Andrej Karpathy, former head of autonomous driving at Tesla and co-founder of OpenAI, recently commented on the open-source DeepSeek-OCR paper on Twitter, presenting a thought-provoking idea: compared to traditional text input, using images as input for large language models (LLMs) might be more efficient. This perspective has sparked discussions within the AI research community about the future direction of model input methods.

Karpathy believes that the widely used text token input method may be both wasteful and inefficient, and future research should perhaps shift toward image input. He outlined several dimensions of the potential advantages of image input over text input.

Firstly, there is an improvement in information compression rate. When text is rendered into images, more information can be conveyed with fewer visual tokens. This is because one image patch can contain multiple characters' information, while in traditional text tokenization, each character or subword requires its own token. This compression could significantly improve model efficiency and reduce computational costs when handling large contexts.

Secondly, there is richer information expression. Image input naturally supports bold, color, font size, layout, and other visual elements. These format details are either lost in traditional pure text input or need to be represented through additional markup languages (such as Markdown), which increases token consumption. Directly using images allows the model to better understand the document's visual structure and key points naturally.

Thirdly, there is room for optimizing attention mechanisms. Image input can use bidirectional attention mechanisms, whereas traditional text generation tasks usually adopt autoregressive causal attention. Bidirectional attention allows the model to simultaneously focus on all positions in the context, typically providing stronger comprehension capabilities. This approach avoids some inherent limitations of autoregressive text processing.

Karpathy particularly criticized the complexity of tokenizers. He believes that tokenizers are a non-end-to-end legacy module that introduces unnecessary complexity. For example, visually identical characters may be mapped to different tokens due to different Unicode encodings, causing the model to have different interpretations of seemingly identical inputs. Removing the tokenizer and directly processing images would make the entire system more concise and unified.

From a technical implementation perspective, Karpathy's view is based on the maturity of visual encoders. Architectures like Vision Transformers can already efficiently process image inputs, and models like DeepSeek-OCR have demonstrated that visual-to-text conversion can achieve high accuracy. Extending this capability to all text processing tasks is technically feasible.

However, Karpathy also pointed out an asymmetry: although user input can be an image, model output still needs to remain in text form, as generating realistic images remains an unresolved problem. This means that even with image input, the model architecture still needs to support text generation and cannot completely abandon text processing capabilities.

This perspective has sparked discussions across multiple levels. From an efficiency standpoint, if image input indeed improves information density, it would have significant advantages in processing long documents and large contexts. From a unification perspective, image input can unify document understanding, OCR, and multimodal question answering tasks under a single framework, simplifying the model architecture.

However, image input also faces challenges. First, there is the computational cost—although the information density is higher, the computational overhead of image encoding may offset some benefits. Second, there is editability—pure text is easy to edit and manipulate, while "text" in image form loses this flexibility during subsequent processing. Third, there is ecological compatibility. A large amount of existing text data and toolchains are based on character/token representation, and fully transitioning to image input would require rebuilding the entire ecosystem.

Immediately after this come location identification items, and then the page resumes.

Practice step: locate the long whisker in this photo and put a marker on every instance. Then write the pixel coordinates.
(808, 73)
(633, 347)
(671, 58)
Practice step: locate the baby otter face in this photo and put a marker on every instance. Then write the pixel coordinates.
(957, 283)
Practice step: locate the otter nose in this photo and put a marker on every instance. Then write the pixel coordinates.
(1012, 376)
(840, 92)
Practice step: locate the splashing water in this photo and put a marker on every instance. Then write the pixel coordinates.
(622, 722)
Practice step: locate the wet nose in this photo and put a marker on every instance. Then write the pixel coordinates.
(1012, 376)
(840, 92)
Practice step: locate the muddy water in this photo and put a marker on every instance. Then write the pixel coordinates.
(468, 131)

From a research direction perspective, Karpathy's viewpoint suggests an interesting possibility: as visual model capabilities improve, traditional "language models" may evolve into more general "information processing models," where text is just one form of information presentation, not the only input representation. This transformation may blur the boundaries between language models and multimodal models.

The DeepSeek-OCR paper became the catalyst for this discussion, indicating that OCR tasks have evolved from simple character recognition to deeper document understanding. If OCR models can accurately understand various formats and layouts of text, it is conceptually reasonable to consider all text tasks as "visual understanding" tasks.

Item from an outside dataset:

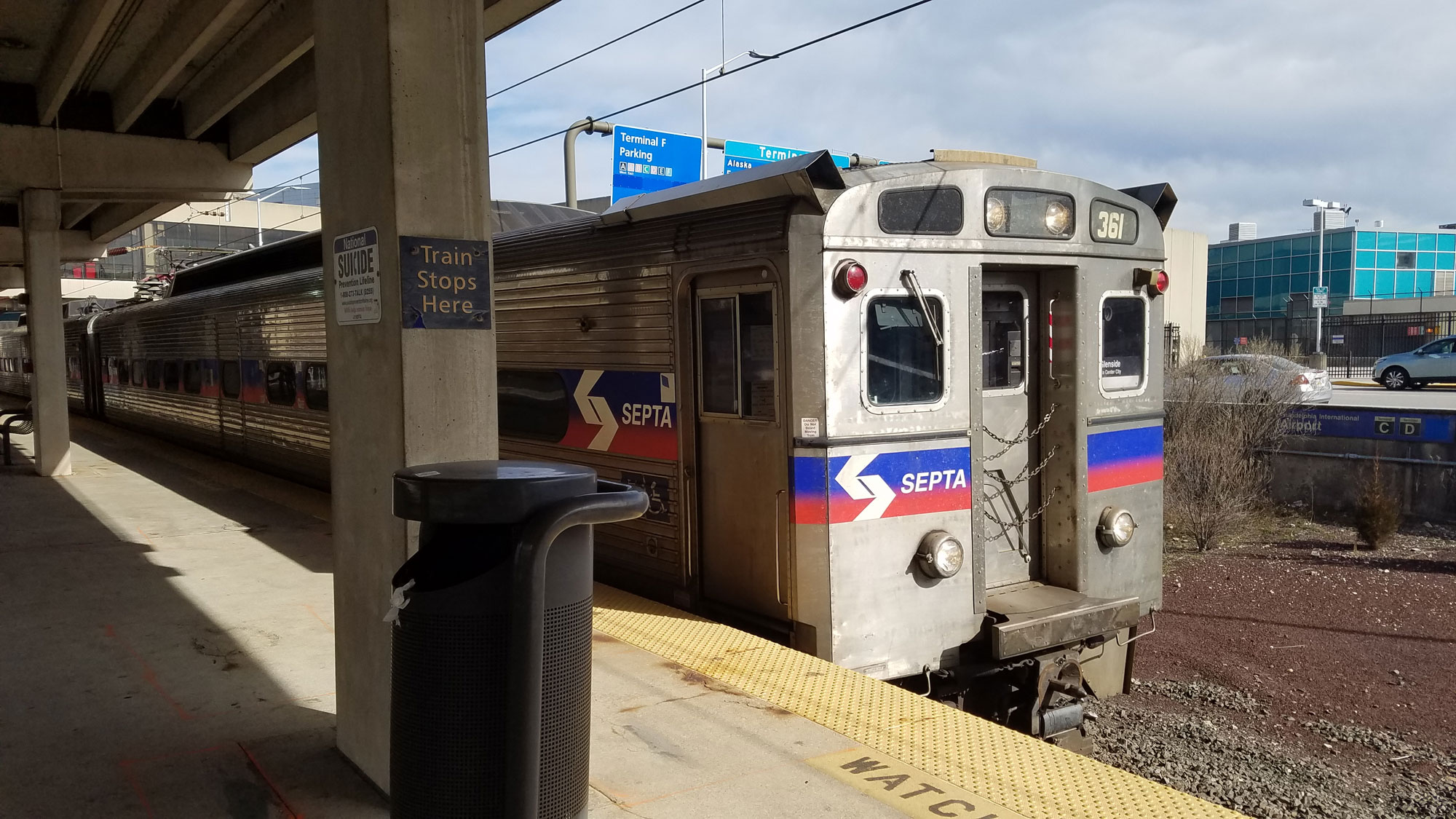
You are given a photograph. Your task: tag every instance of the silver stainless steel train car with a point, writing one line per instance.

Karpathy's self-deprecating remark—"I need to control myself from immediately developing a chatbot that only supports image input"—expresses interest in this idea while also hinting at the complexity of practical implementation. This radical architectural shift requires extensive experimental validation to prove its effectiveness across various tasks, while addressing the practical challenges mentioned above.

From an industry application perspective, even if image input is ultimately proven to be superior, the transition will be gradual. A more likely path is a hybrid model: using image input in scenarios where visual formatting information needs to be preserved, and text input in scenarios requiring flexible editing and combination. This hybrid strategy can balance the advantages of both approaches.

In summary, Karpathy's perspective presents a research direction worth further exploration, challenging the conventional assumption that text tokens are the standard input for language models. Regardless of whether this vision is fully realized, it provides a new perspective for thinking about the optimization of model input representations, potentially giving rise to a new generation of more efficient and unified AI architectures.